Except I thought it could have been sold for a little more! It was Liberty print fabric!
Do you wear your line all the time?
I wear a lot of jeans and sweatshirts. In the summer, I’m pretty much always in a bathing suit and a sweatshirt. I almost always wear my line. I love shopping and go once in awhile, but nothing ever fits me. My line fits me well, and I enjoy it. I haven’t bought anyone else’s slimline or beach cover-up since…I can’t remember. Before we were doing separates, department stores refused to buy the separates from me, and I said, “The line doesn’t work if we don’t do it that way. Do you sell your bras and underwear like that?” They said they didn’t and I said, “Why do you sell swim that way?” I said I would take back every piece that didn’t sell if it didn’t work. I didn’t have to take back a piece. Prior to that everything was small, medium, or large, and they were sold as that. Now you can’t find a line that sells that way.

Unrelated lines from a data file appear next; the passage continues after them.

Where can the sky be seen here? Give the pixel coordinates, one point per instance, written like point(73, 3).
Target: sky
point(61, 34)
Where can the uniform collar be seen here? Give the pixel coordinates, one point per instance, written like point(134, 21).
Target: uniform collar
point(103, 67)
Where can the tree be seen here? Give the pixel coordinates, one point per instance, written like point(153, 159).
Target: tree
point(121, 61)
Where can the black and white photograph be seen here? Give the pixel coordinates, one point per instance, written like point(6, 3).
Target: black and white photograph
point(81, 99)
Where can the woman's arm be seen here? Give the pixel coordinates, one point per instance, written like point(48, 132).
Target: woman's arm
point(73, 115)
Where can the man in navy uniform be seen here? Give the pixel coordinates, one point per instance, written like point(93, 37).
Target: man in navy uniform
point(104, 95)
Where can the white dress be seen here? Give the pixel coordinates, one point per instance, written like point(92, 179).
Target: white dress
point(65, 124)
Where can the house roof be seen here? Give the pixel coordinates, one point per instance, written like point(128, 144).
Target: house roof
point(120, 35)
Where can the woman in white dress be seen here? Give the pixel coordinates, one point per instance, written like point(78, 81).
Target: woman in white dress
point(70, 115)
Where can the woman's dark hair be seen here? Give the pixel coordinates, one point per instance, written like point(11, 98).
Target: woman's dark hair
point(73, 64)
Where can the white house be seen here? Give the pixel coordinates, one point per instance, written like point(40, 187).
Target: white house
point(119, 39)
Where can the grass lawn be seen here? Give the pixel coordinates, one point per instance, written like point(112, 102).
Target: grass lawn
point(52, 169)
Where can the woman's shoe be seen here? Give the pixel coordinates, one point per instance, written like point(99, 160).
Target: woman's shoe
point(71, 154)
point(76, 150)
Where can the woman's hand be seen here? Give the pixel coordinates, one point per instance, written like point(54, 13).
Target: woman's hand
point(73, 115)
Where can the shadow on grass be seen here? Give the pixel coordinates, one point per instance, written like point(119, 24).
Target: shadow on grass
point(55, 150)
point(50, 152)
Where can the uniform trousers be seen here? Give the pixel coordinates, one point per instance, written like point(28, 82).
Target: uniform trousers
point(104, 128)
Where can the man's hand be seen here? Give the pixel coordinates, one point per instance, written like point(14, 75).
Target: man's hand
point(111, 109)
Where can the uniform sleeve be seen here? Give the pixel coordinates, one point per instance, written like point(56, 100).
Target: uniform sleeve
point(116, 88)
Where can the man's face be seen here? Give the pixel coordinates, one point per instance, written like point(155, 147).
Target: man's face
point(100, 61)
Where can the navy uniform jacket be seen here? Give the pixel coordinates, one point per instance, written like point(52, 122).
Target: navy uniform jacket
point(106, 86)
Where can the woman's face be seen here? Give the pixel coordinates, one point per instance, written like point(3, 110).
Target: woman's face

You’ve been coming to the Hamptons since you were a kid. What do you love about the area? When did you come out this year?
We came here in the middle of March; I miss the city so much, but I’m not complaining to be out here. I always say that even though I’m a New York City girl and was born there and love it, I think I was born in the wrong spot. I would rather be barefoot all day long with sand in my hair. I like when sand is in my car! I like when I come at 7 p.m. and we’re covered in sand and we eat in wet bathing suits and everyone is red and shiny and we go to bed. That’s my favorite vision of life. I’m always on the beach and in the water. I’m sucked in by the shells, the animals, and the beauty out here. I was lucky to travel with my parents my whole life, and I’ve seen some of the world’s most beautiful beaches, but we have some of them right here. They are magnificent. It’s obviously changed a ton since I was little, but the stuff that I always loved is still the same. Once the weather changed [this year], my summer is kind of the same as it always has been. I’m not a super social creature out here as a grown-up. When I was younger, I was for sure.
What are your favorite spots in the area?
My treat, because we’ve been cooking a lot, is sushi from Sen [in Sag Harbor]. We love Ocean Road Beach in Bridgehampton, and Main Beach is super fun. My favorite spot in all the Hamptons is my two chairs outside and sitting at the water and looking at the sunset at night.